В эту минуту позвонили в дверь. Открыв ее, - а не открыть нельзя было, они ведь не прятались в квартире, деля что-то скверное, - Сироткин увидел на пороге незнакомого человека, еще довольно молодого мужчину, в потертом, кое-как сшитом коричневом костюмчике, какие носят лишенные всякого эстетического чутья обитатели глухих углов. Незнакомец выглядел весело и, судя по решимости, с какой он, не дожидаясь приглашения, вошел, отнюдь не ошибся адресом. Внушительное брюшко при узких плечах и коротких ногах придавало ему облик беременной женщины. Он сразу прошел мимо замешкавшегося хозяина в комнату, где за столом сидела возбужденная Ксения. Глядя на широкую и открытую улыбку, прилипшую к его губам, Ксения тоже заулыбалась, казалось, она уловила в незнакомце очаровательную детскость и сейчас спросит его, причмокивая: ну что? как дела, малыш?
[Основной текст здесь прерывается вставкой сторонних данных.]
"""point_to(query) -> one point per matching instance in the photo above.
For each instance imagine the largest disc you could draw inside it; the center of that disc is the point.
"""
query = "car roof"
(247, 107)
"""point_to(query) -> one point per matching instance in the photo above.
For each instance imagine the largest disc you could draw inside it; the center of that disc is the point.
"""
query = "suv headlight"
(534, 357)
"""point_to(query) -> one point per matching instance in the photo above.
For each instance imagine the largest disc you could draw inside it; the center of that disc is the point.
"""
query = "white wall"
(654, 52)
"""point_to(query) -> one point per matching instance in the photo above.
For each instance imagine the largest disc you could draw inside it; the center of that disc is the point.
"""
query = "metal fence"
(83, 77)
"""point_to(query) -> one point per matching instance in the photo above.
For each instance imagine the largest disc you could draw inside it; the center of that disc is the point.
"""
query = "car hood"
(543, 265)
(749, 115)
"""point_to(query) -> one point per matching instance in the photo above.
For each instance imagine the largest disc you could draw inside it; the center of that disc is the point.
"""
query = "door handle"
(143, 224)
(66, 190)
Сироткин успел подумать, что Ксении хочется, пожалуй, иметь детей. Незнакомец сказал:
– Я же ваш земляк и был учеником вашего отца. Я уважал его, мы все его уважали, уважаемый был человек, царство ему небесное, как говорят старики. Вы меня ненароком не припомнили? Моя фамилия Сладкогубов, я живу с родителями за переездом, в отчем, значит, доме, за шлагбаумом...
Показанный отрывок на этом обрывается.